Termasuk durhaka kepada Allah adalah berbohong. Dengan demikian, tidak mungkin ada malaikat berbohong, seperti hari ini ia mengaku bernama Jibril dan esok harinya atau kemarin mengaku selain Jibril.

  1. bahwa malaikat itu mempunyai sifat malu. Hal ini sebagaimana dijelaskan oleh Nabi:

 “Bagaimana aku tidak malu terhadap seorang laki-laki yang malaikat pun malu terhadapnya”(HR. Muslim).

  1. bahwa malaikat itu merasa sakit (tidak suka, terganggu) dengan hal-hal yang tidak disenangi (makruh) misalnya bau tidak sedap, demikian juga anjing dan patung sebagaimana halnya manusia. Nabi menjelaskan:

 “Barang siapa makan bawang putih, bawang merah, dan bawang bakung, janganlah mendekati masjid kami, karena malaikat merasa sakit (terganggu) dengan hal-hal yang membuat manusia pun merasa sakit”. (HR. Muslim).

Dari salim dari ayahnya, ia berkata: Jibril berjanji kepada Nabi, namun kemudian ia terlambat datang sehingga hal itu menyusahkan hati Nabi. Kemudian Nabi keluar dan dijumpai Jibril. Nabi mengadu kepadanya tentang apa yang ia dapatkan. Jibril menjawab: “kami tidak akan masuk kedalam rumah yang didalamnya terdapat gambar dan anjing”. (Matn al-Bukhari bi-Hasyiyah as-Sindi, (Beirut: Dar al-Fikr,1995) jilid IV, h. 53).

  1. Malaikat Jibril, sebagai salah satu malaikat, yang menurut al-Qur’an mempunyai nama lain seperti ar-ruh, arruh al qudus, dan ar-ruh al-amin, tentu memilki sifat-sifat malaikat pada umumnya. Di samping itu, malaikat Jibril memiliki sifat lain dan tugas tertentu, antara lain sebagaimana dijelaskan dalam:
  2. firman Allah:

 “Sesungguhnya al-Qur’an itu benar-benar firman (Allah yang dibawa oleh) utusan yang mulia (Jibril), yang mempunyai kekuatan, yang mempunyai kedudukan tinggi di sisi Allah Yang mempunyai ‘Arasy, yang ditaati di sana (di alam malaikat) lagi dipercaya. dan temanmu (Muhammad) itu bukanlah sekali-kali orang yang gila; dan sesungguhnya Muhammad itu melihat Jibril di ufuk yang terang”.(QS. At-Takwir (81):19-23).

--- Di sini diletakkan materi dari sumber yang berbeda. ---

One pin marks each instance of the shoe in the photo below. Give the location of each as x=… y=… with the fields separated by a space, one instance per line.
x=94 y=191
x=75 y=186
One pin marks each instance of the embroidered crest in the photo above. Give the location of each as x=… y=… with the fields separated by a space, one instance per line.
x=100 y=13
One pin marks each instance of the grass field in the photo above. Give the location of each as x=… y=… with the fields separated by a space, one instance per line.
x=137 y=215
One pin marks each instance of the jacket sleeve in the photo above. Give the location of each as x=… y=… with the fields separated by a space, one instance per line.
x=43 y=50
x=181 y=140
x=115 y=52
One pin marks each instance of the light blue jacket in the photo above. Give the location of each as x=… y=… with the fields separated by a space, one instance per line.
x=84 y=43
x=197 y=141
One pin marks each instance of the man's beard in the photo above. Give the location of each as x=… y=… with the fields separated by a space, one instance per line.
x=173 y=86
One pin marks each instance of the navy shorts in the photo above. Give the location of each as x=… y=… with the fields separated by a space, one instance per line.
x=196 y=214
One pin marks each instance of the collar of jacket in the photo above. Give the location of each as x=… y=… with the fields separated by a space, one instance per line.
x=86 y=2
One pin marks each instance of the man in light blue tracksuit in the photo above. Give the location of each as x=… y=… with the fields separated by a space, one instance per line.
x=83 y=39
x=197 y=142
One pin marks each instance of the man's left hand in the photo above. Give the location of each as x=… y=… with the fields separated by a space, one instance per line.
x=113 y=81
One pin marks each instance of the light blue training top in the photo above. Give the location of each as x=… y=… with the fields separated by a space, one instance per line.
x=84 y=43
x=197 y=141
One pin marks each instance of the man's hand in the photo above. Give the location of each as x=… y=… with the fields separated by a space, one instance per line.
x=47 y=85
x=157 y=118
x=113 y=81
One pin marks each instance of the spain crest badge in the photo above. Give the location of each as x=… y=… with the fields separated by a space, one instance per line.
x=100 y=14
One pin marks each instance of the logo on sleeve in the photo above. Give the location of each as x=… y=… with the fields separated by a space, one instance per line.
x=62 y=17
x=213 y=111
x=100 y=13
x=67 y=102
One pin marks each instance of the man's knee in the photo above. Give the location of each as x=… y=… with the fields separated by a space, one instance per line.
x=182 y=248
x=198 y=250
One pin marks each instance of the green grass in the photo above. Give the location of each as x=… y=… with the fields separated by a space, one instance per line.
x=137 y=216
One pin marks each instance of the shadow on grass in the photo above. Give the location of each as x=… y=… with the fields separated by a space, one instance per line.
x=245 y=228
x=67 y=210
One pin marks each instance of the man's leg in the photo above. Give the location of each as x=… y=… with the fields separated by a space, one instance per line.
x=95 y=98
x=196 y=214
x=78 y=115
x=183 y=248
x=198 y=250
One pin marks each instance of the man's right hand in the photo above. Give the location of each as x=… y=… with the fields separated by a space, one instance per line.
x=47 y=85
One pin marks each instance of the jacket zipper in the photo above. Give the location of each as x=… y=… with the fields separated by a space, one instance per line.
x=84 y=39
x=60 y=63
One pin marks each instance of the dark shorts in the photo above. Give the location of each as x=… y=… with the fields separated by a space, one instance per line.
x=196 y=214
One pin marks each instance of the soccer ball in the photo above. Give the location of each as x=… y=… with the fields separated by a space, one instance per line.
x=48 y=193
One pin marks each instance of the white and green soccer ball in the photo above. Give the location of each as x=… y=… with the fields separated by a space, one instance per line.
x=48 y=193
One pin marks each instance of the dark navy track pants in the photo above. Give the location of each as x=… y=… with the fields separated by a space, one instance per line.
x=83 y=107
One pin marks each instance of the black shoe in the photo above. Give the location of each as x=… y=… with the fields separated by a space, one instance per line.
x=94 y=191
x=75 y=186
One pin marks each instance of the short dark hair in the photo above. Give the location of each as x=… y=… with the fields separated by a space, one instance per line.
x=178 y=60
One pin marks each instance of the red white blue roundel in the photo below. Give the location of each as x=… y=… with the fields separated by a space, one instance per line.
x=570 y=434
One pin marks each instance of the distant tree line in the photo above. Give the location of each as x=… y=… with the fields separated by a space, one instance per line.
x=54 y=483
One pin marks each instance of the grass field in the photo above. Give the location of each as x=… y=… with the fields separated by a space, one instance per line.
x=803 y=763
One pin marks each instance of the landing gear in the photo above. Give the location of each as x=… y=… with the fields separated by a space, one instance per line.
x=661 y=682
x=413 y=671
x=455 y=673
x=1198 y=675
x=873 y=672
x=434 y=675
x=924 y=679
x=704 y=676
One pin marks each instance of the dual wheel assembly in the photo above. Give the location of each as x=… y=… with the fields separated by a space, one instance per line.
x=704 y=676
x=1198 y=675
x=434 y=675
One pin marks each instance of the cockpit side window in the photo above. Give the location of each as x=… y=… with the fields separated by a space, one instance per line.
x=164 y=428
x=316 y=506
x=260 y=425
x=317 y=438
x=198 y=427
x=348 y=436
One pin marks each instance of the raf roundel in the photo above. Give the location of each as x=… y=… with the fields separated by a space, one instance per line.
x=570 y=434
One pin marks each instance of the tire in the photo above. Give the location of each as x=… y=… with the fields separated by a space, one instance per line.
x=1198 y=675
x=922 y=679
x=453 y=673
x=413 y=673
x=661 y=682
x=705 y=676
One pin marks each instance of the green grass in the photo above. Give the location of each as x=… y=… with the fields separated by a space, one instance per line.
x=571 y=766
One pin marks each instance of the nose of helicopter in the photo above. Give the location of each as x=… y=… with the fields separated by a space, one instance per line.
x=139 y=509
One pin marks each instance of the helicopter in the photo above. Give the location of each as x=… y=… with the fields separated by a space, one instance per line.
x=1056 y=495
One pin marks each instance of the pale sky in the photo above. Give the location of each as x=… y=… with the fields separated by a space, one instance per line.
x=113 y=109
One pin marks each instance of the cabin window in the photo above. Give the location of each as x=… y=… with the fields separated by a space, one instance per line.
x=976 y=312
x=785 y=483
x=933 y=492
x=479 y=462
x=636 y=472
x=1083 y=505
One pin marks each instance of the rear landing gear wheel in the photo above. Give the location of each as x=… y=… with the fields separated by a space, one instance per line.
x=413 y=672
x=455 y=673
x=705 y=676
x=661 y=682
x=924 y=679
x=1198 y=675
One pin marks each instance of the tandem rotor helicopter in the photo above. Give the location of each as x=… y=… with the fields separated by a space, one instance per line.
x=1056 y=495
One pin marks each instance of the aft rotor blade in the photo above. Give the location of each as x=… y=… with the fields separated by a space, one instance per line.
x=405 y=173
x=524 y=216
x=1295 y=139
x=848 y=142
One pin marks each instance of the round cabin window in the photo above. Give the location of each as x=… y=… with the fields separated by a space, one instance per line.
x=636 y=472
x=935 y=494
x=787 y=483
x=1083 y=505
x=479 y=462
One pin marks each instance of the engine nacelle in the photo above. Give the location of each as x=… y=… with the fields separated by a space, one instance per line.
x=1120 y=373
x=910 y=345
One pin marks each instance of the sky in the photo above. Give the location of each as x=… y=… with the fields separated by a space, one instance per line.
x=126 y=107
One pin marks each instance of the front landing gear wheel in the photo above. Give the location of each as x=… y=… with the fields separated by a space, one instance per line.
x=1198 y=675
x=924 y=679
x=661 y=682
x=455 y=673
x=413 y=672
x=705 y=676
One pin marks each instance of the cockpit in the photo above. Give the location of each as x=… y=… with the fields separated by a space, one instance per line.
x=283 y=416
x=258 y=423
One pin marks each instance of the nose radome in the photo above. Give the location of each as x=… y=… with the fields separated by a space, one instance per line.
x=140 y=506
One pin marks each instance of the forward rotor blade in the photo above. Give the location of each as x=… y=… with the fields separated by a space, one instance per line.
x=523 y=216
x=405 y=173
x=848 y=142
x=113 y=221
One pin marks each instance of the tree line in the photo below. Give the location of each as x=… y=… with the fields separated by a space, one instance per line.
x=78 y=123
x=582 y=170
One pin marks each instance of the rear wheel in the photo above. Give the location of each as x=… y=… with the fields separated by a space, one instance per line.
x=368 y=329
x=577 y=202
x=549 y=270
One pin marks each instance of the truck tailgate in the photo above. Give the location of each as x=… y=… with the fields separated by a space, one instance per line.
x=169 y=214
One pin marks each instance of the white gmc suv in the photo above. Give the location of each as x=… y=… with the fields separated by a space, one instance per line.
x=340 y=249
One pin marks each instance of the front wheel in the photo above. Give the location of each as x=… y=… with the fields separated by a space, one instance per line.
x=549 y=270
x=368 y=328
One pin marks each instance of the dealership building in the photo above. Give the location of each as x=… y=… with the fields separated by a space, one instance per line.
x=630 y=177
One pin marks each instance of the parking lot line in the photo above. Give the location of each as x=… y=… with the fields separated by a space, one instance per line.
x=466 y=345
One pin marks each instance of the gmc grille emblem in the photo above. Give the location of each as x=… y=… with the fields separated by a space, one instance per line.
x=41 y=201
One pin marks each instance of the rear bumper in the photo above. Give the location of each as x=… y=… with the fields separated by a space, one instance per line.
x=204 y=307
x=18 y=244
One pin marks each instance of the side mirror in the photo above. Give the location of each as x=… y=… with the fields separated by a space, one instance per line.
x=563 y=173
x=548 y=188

Ayat di atas tidak hanya menjelaskan sifat malaikat Jibril, tetapi juga menjelaskan tugasnya, yaitu menjadi perantara (delegasi) antara Allah dengan para rasul-Nya; ia menurunkan (membawa) wahyu (al-Qur’an) kepada kepada Nabi Muhammad.

  1. Firman Allah:

 “Dan sesungguhnya al-Qur’an in benar-benar diturunkan oleh Tuhan semesta alam, dia dibawa turun oleh ar-Ruh al-Amin (Jibril), ke dalam hatimu (Muhammad) agar menajdi salah seorang di antara orang-orang yang memberi peringatan” (QS. Asy-Syu’ara (26) 192-194).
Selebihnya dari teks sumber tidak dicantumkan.